A team of researchers has managed to develop a completely new imaging technique using magnetic resonance which has given us fascinating new insights as well as new prospects for neurological medicine.
It only takes a smidgeon of emotion to make the heart rate accelerate… It is proof of how our feelings can influence our cardiac muscle. But it is also true that while blood is being pumped around our body, the brain is affected too, and we don’t just mean because of our mood changes, but because of our brain structure.
These cerebral motions are tiny. Almost unnoticeable, no more than 10 to 15 micrometres of magnitude, which is barely the diameter of a human hair. And yet, a new technique of brain imagery means researchers can now expand and magnify these tiny movements straight onto recorded images. It’s called aMRI or ‘phase-based amplified MRI’.
This imaging method using magnetic resonance is the product of work done by a team of researchers from the University of Stanford and the Institute of Stevens Technology, in New Jersey – both in the United States, as well as a team from the University of Auckland, in New Zealand, who have just published a study in the Magnetic Resonance in Medicine journal.
A unique technique
Thanks to their joined efforts, scientists have managed to develop a new device, combining the effects of an MRI machine with a pulsometer, a device capable of measuring the number of arterial pulses. Using an algorithm, information from the cardiac rhythm provided by the pulsometer were then synchronised with the cerebral images.

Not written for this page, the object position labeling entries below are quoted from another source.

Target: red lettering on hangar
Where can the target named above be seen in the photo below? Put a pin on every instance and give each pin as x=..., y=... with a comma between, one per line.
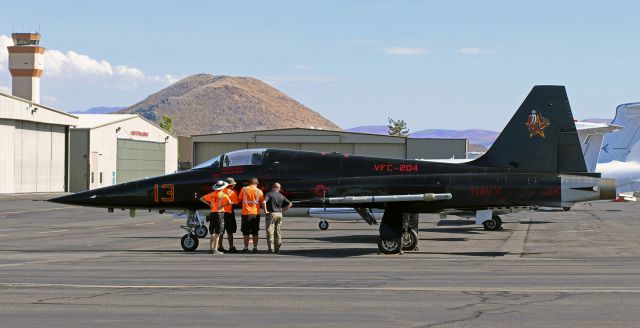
x=396, y=168
x=140, y=133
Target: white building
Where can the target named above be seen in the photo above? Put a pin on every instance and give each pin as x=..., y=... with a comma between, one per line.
x=34, y=140
x=108, y=149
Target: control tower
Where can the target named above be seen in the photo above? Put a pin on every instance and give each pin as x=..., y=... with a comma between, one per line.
x=25, y=65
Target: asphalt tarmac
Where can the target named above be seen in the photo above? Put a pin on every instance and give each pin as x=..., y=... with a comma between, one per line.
x=78, y=267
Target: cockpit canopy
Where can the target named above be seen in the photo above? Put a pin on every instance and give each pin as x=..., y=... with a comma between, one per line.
x=236, y=158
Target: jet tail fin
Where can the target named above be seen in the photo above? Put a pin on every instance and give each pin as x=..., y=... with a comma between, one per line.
x=540, y=137
x=619, y=146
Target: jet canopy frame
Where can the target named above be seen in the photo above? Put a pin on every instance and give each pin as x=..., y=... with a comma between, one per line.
x=241, y=157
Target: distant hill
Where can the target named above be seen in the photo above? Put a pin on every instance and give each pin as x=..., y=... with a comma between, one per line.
x=98, y=110
x=479, y=137
x=597, y=120
x=374, y=129
x=475, y=136
x=204, y=103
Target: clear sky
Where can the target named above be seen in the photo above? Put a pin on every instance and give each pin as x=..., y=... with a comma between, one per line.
x=435, y=64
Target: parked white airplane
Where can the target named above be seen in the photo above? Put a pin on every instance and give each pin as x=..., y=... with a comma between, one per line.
x=620, y=155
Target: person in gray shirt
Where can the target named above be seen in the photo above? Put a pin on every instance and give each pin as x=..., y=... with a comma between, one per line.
x=274, y=205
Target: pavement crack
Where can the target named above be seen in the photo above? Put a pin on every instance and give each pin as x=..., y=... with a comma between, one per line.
x=495, y=303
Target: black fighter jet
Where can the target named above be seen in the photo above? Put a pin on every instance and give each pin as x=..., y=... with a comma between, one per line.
x=535, y=162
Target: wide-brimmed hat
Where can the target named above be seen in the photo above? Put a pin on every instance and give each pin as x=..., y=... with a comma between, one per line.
x=220, y=185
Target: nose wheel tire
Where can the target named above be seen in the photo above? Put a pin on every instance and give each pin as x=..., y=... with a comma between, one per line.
x=323, y=225
x=494, y=224
x=189, y=242
x=409, y=240
x=201, y=231
x=390, y=246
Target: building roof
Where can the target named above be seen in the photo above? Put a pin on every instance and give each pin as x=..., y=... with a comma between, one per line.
x=92, y=121
x=16, y=108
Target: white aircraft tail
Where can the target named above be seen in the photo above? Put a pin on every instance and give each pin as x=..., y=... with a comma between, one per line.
x=591, y=136
x=620, y=146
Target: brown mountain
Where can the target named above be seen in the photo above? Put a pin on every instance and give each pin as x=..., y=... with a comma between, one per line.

The researcher’s goal was to be able to ‘magnify’ in real-time videos each of these micro-movements that appear in the brain when blood is being pumped around the body. And the very least we can say is that scientists really have risen to the challenge, as one of the co-authors of the study, Itamar Terem, from the University of Standford says.
We have succeeded in revealing small motions near the midbrain [or mesencephalon], spinal cord, cerebellum and even in areas such as the frontal lobe.
A clever algorithm
To come to this ground-breaking result, the algorithm specifically targets these rather precise areas of the brain. The treatment applied to images records the shape of the brain as well as all anatomical characteristics. The movement of cerebral tissue, the blood flow and the cerebrospinal fluid, for their part, are exaggerated in order to reveal the subtlety in the recorded images.
Besides these slight yet noticeable movements, another even more subtle motion has been recorded and revealed in other regions of the brain that were previously unknown about.
‘You can sometimes capture the whole head ‘nodding’ in the scanner due to the force of the blood pumping into the brain every time the heart beats,’ says co-developer of the technique Samantha Holdsworth from the University of Auckland.
In order to prove what this new imaging technique can do, researchers have tested it on two patients, one who was healthy, and another who was suffering from Arnold-Chiari, a congenital rare cerebellum malformation, particularly caused by intracranial hypertension and neurological disorders.
New perspectives for neurological medicine
For the patient suffering from this condition, the technique was able to record more significant cerebral movements than in the healthy patient, which marks the first step towards a more efficient treatment for the condition.
‘Better visualisation and understanding of the biomechanical properties of the brain could lead to earlier detection and monitoring of brain disorders,’ says Mehmet Kurt, from the Steven’s Institute of Technology.
After these first steps of conclusive tests, researchers now plan to take advantage of their technique to study other conditions such as aneurysms, hydrocephalus, or even brain concussions. This seems to be a new era for neurology.